A high-current configuration of the diode 107, with a permissible current greater than 60 A, is also possible, such that the resistor 109 can be replaced. As a result of the transient behavior of the converter 103 and the diode 107, upon the achievement of the diode breakdown voltage, a current only flows for a short time, for example less than 1 s. In this case, power is only applied to the diode 107 for a short time. In the event of a longer power take-up, cooling of the diode 107 can be provided, for example by means of a heat sink attached to the diode. In general, the employment of a plurality of diodes 107 in a series-connected arrangement is possible, to reduce the power applied per diode 107. A parallel-connected arrangement of a plurality of diodes 107 provides a further option for the reduction of the power applied per diode 107.

The voltage in the intermediate circuit 105 may lie between 500 V and 800 V. However, this voltage range can be extended, as required. Up-circuit of the energy accumulator 101, a DC voltage converter, e.g. a DC/DC actuator, can be employed, in order to achieve an initial increase in the voltage on the energy accumulator 101.

All the characteristics described and represented in conjunction with individual embodiments can be provided in different combinations, to permit the simultaneous achievement of the advantageous effects thereof. The scope of protection of the present disclosure is defined by the claims, and is not limited by the characteristics described in the description or represented in the figures.

Claims

1. An accumulator system for accumulating electrical energy, the system comprising: an energy accumulator for generating a DC voltage;a converter for converting the DC voltage into an AC voltage, connected to the energy accumulator via an intermediate circuit; anda diode in the intermediate circuit connected in parallel with the energy accumulator and the converter, the diode having reverse bias to limit a voltage in the intermediate circuit.

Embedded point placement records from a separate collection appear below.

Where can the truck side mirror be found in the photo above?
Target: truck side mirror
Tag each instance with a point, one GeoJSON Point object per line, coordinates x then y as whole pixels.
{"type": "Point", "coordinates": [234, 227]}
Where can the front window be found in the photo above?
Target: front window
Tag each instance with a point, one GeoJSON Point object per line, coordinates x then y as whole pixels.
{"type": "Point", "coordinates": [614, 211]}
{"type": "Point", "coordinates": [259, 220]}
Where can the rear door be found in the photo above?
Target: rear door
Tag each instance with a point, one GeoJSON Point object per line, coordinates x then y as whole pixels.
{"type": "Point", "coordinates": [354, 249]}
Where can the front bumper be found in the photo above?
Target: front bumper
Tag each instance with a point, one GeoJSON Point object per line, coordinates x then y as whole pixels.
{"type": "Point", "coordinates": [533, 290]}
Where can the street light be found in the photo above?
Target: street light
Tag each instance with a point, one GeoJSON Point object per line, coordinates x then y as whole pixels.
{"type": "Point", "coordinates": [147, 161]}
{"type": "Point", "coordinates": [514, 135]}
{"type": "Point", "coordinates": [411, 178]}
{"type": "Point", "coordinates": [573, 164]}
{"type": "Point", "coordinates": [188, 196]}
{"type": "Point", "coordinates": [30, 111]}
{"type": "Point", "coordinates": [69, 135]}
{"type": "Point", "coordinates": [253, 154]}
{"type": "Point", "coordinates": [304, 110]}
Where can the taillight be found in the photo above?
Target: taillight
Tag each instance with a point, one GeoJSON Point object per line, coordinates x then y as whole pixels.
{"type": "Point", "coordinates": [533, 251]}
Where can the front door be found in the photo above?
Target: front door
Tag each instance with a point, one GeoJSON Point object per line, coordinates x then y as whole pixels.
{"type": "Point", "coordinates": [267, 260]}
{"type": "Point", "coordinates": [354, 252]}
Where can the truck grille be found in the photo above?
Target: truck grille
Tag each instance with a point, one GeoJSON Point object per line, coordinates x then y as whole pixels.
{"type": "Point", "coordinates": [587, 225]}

2. The accumulator system as claimed in claim 1, further comprising a second diode limiting the voltage in the intermediate circuit, the second diode connected in parallel with the energy accumulator and the converter and having reverse bias.

3. The accumulator system as claimed in claim 1, wherein the diode comprises a semiconductor diode with a p-n junction or a Schottky diode.

4. The accumulator system as claimed in claim 1, further comprising a resistor connected in series with the diode.

5. The accumulator system as claimed in claim 4, wherein the resistor has a rating of between 0.1Ω and 100Ω.

6. The accumulator system as claimed in claim 1, wherein the diode comprises a high current diode with a permissible breakdown current greater than 60 A.

7. The accumulator system as claimed in claim 1, wherein the diode comprises a Zener diode, an avalanche diode, or a suppressor diode.

8. The accumulator system as claimed in claim 7, further comprising one or more additional Zener diodes connected in series with the Zener diode.

9. The accumulator system as claimed in claim 1, further comprising a DC voltage converter increasing the DC voltage of the energy accumulator.

10. The accumulator system as claimed in claim 1, further comprising a cooling arrangement removing heat from the diode.

11. The accumulator system as claimed in claim 10, wherein the diode is arranged in contact with a heat sink.

12. The accumulator system as claimed in claim 1, further comprising additional diodes connected in parallel.